Mais il est surprenant de voir la mort de Mochè dépendre de l’exercice de cette vengeance. Si Mochè voulait, il aurait facilement prolongé ses jours. Mais est-ce là le comportement d’un chef qui ne vit que pour le bonheur de son peuple?
Mochè ne saurait retarder justement la joie de voir les ennemis de D’ieu et d’Israël tomber. Mochè transmet différemment l’ordre divin à Israël. Il entend ainsi les inciter, non pas à renoncer à la vengeance pour le retenir plus longtemps, mais à réparer activement l’offense faite à D’ieu en adorant Péôr, la divinité de Midyane.
Cependant, comme le souligne Êts Yossèf, D’ieu tient à signifier à Mochè la gravité de sa faute. N’ayant pas réagi à la provocation de Zimri en défendant la gloire et le respect divins, D’ieu met un terme à sa mission avec l’attaque des Midyanim.
La mort de Mochè est imminente.
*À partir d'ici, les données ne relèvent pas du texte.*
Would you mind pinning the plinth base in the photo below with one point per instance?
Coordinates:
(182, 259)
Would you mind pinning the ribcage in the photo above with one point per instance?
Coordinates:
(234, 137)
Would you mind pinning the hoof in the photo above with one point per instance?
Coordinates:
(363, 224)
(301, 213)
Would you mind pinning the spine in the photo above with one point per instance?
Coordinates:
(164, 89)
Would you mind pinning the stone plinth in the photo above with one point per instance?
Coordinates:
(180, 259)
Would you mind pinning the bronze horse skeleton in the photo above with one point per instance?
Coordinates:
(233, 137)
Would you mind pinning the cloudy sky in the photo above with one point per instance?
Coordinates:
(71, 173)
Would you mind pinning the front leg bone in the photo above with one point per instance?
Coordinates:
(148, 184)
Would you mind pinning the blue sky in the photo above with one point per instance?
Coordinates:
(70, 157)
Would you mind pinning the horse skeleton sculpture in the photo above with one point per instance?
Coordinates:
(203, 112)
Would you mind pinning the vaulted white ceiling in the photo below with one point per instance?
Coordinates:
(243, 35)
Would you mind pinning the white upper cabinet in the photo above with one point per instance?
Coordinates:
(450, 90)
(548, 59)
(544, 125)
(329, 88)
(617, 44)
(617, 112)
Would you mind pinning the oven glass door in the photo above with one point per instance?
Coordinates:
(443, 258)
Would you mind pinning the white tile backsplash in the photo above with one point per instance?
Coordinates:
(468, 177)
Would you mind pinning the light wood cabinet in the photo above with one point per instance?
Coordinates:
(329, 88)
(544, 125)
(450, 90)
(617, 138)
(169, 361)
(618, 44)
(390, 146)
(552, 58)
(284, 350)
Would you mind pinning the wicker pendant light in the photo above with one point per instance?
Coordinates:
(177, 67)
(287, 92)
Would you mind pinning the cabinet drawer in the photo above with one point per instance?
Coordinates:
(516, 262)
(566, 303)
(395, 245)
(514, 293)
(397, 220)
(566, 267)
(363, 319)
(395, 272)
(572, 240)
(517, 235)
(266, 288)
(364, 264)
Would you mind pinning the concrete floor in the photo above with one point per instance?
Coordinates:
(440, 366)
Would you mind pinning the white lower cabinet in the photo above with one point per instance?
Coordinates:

Les Bénè Yisraèl, conscients du lien existant entre la vengeance et la mort de Mochè, refusent de partir en guerre contre Midyane. Ils tentent de retenir Mochè. Mais cédant à sa pression, ils consentent, bien malgré eux, à envoyer mille combattants, selon certains commentateurs, il s’agit de deux mille, par tribu.
Mochè, ne prenant pas part à cette guerre, place Pinhas à la tête des combattants. Le midrache ne manque pas de relever ce comportement inexplicable de Mochè.
Le Midrache(3), citant le texte(4) :
“Mochè les envoya en campagne, mille par tribu et, avec eux, pour diriger l’expédition, Pinhas, fils d’Èl’âzar, le pontife…“, rapporte :
Le Saint béni soit-Il dit à Mochè : [J’ai ordonné](5) :
“Exerce sur les Midyanim la vengeance due aux enfants d’Israël“, il t’appartient de diriger [l’expédition]. Pourtant, tu envoies d’autres à ta place! Mais comme il fut élevé à Midyane, [Mochè] s’est dit : il n’est pas juste que j’attaque [les Midyanim] qui m’avaient bien traité. Le proverbe dit : ne jette pas la pierre au puits qui t’a donné à boire de son eau.
Cependant, une autre opinion pense que Midyane actuel n’est pas le pays où grandit Mochè.
Midyane se situe au flanc de Moab et l’actuel fut, depuis lors, détruit. Mais alors pourquoi envoyer Pinhas? Ayant initié la mitswa, Pinhas doit l’achever. Il apaise ma colère en frappant la Midyanite, il lui revient d’achever la Mitswa, sa mission.”
Le midrache s’interroge, à juste raison, sur la désobéissance de Mochè. L’ordre divin lui étant personnellement adressé, Mochè envoie Pinhas pour diriger l’expédition au lieu d’exercer lui-même la vengeance sur Midyane. Comment peut-il désobéir à l’ordre divin?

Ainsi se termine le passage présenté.